MyJustice
- Formation: 2015
- Type: NGO
- Legal status: Active
- Location: Myanmar;
- Website: Official website

= MyJustice =

MyJustice is a European Union-funded access to justice initiative, which aims to equip the people of Myanmar with the knowledge, confidence and opportunities to resolve conflicts fairly, equitably and justly. The project was set up to address the flaws in the country's justice system, a legacy of decades of colonial and military rule that is among the many challenges facing Myanmar as it opens up and transitions to a civilian government - amid concern that the jjudiciary lacks independence from military or political control, and disputes over land ownership and labour laws a particular problem. Setting up "justice centres" to improve access to justice by offering free legal advice to low-income and marginalised people, and the first centres opened in Yangon and Mawlamyine (the Capital of Mon State) in 2015. They have also been involved in projects relating to the introduction of legal aid and training.
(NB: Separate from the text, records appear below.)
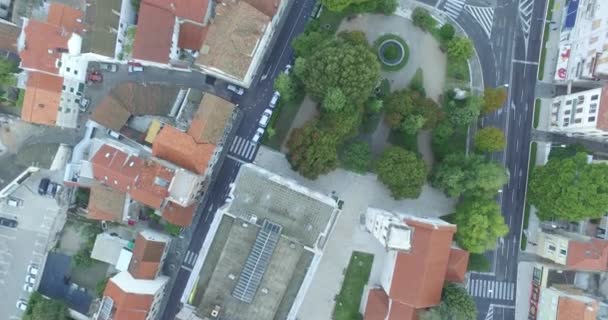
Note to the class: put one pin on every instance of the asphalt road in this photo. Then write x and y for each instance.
(252, 103)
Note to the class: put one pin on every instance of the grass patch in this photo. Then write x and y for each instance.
(391, 52)
(536, 113)
(355, 279)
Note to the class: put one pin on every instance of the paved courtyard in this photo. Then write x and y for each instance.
(358, 192)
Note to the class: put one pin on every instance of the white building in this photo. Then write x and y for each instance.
(583, 52)
(582, 114)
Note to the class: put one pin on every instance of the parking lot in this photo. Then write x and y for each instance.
(38, 221)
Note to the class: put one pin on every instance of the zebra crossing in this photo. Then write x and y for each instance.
(491, 289)
(243, 148)
(453, 8)
(484, 16)
(190, 258)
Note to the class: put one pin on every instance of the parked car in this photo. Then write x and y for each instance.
(235, 89)
(22, 304)
(9, 223)
(32, 269)
(274, 99)
(135, 67)
(108, 67)
(265, 118)
(28, 288)
(258, 134)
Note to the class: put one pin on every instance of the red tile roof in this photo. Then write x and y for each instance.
(116, 168)
(151, 186)
(42, 98)
(419, 275)
(457, 265)
(180, 148)
(602, 113)
(178, 215)
(191, 36)
(128, 305)
(42, 40)
(589, 255)
(573, 309)
(66, 17)
(154, 32)
(147, 255)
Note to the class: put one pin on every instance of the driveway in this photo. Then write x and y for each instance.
(358, 192)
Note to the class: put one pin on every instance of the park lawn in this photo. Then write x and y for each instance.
(355, 279)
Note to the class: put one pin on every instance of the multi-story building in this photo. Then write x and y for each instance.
(136, 293)
(583, 52)
(581, 114)
(420, 259)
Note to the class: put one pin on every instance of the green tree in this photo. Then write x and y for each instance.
(423, 19)
(569, 189)
(489, 139)
(286, 86)
(463, 113)
(459, 175)
(480, 224)
(493, 99)
(357, 157)
(402, 171)
(447, 32)
(353, 69)
(334, 100)
(460, 48)
(312, 151)
(40, 308)
(458, 302)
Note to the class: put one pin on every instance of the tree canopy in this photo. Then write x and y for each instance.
(480, 224)
(338, 64)
(402, 171)
(312, 151)
(40, 308)
(569, 189)
(489, 139)
(493, 99)
(473, 176)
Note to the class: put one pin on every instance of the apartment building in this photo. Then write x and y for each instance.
(582, 114)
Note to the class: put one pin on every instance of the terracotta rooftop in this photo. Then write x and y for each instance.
(66, 17)
(210, 120)
(147, 255)
(44, 43)
(589, 255)
(151, 186)
(233, 36)
(572, 309)
(154, 32)
(180, 148)
(128, 305)
(602, 113)
(116, 168)
(457, 265)
(178, 215)
(424, 268)
(105, 203)
(42, 98)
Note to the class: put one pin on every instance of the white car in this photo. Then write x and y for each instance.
(235, 89)
(258, 134)
(22, 305)
(32, 269)
(28, 288)
(265, 118)
(274, 99)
In 2017 they had provided legal representation to over 2,400 clients and legal advice to over 1,400 others, and opened centres in Mandalay and Taunggyi (the Shan State capital). In 2018 expanding and opening more centres in Hpa-an, Bago and Naypyitaw. In 2020 they linked up with the Scottish Faculty of Advocates to learn how the Scottish criminal justice system has adapted to the COVID-19 pandemic, and to get assistance in training and capacity building of the Myanmar legal community.